Maryland of course being one great big SANCTUARY STATE----AKA one great big global corporate FOREIGN ECONOMIC ZONE staging for massive global factories exporting products overseas------
Let's consider whether all that HYPE around these '21st century' transportation policies ----REALLY include PUBLIC TRANSIT opportunities even as goals of MOVING FORWARD ONE WORLD DEEP DEEP REALLY DEEP STATE is to isolate/contain global labor pool onto movement on those global corporate campuses they may work (until robotics and artificial intelligence take those jobs)
RUNNING FREIGHT AND PASSENGER HIGH-SPEED RAIL WILL COME WITH 'BIG PRICE
TAG'.
We are SURE what will indeed be a high-speed rail traveling along US coastlines some mid-west connections will be only about moving FREIGHT. These rails will become FREIGHT SPECIFIC. Does that mean a pod of corporate workers will not be transported this way? Why do that when air is just as convenient.

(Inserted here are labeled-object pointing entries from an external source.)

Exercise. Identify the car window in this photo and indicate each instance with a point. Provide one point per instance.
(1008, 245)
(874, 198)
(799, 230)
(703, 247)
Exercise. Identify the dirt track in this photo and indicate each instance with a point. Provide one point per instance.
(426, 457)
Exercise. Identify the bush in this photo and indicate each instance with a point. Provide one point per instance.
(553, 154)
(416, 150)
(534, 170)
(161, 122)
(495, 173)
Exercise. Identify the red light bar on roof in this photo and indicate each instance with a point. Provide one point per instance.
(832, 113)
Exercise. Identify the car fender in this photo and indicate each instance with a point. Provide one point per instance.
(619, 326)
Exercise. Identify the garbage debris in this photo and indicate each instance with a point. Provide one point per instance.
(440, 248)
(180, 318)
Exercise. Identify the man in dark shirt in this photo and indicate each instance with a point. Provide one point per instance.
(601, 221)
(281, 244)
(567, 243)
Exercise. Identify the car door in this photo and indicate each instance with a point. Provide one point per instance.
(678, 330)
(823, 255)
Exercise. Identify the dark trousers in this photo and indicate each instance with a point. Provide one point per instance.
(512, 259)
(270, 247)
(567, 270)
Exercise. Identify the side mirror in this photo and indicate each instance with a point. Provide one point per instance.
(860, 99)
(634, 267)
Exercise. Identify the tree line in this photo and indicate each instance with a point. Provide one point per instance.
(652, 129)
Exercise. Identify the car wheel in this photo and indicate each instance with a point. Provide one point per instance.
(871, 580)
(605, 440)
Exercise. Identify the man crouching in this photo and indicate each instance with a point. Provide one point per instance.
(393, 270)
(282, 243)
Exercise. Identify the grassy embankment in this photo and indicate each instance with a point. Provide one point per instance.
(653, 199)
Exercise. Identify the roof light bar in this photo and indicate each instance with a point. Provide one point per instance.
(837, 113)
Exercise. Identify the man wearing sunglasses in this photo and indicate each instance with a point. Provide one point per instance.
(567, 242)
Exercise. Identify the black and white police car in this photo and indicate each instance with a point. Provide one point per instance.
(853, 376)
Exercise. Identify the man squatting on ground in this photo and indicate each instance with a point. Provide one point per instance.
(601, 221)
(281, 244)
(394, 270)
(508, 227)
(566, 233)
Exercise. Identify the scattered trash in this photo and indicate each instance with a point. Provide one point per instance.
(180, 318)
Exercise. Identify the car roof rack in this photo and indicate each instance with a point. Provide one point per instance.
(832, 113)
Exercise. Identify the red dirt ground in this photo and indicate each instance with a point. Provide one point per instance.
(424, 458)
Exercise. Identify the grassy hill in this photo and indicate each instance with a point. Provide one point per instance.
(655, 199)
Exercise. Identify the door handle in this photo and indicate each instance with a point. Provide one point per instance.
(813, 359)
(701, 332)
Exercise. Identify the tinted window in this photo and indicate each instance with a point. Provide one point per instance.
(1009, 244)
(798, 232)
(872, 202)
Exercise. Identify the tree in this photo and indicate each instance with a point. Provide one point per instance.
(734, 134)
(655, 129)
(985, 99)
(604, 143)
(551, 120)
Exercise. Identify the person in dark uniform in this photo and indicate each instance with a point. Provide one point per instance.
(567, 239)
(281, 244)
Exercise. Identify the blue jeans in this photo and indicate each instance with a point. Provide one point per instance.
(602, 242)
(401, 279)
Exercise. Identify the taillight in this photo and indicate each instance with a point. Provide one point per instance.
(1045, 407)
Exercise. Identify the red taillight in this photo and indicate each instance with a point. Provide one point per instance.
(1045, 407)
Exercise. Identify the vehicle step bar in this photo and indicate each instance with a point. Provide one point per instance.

ARE THESE HIGH-SPEED RAIL TOTALLY PRIVATELY FUNDED? OF COURSE NOT----FEDERAL FUNDING JUST AS IN NEW DEAL PUBLIC INFRASTRUCTURE DEVELOPMENT.
'Conclusion
So it is possible to run both freight and passenger on a high speed line? Yes, provided the line is specifically designed to accept them both from the outset, and provided the capacity can be split in such a way that the two different types of train have minimal interaction. However, running freight on a high speed line involves a significant number of compromises, some with big price tags attached, so it is not to be considered as a “free gift”'.
Can high speed trains and freight services share same tracks?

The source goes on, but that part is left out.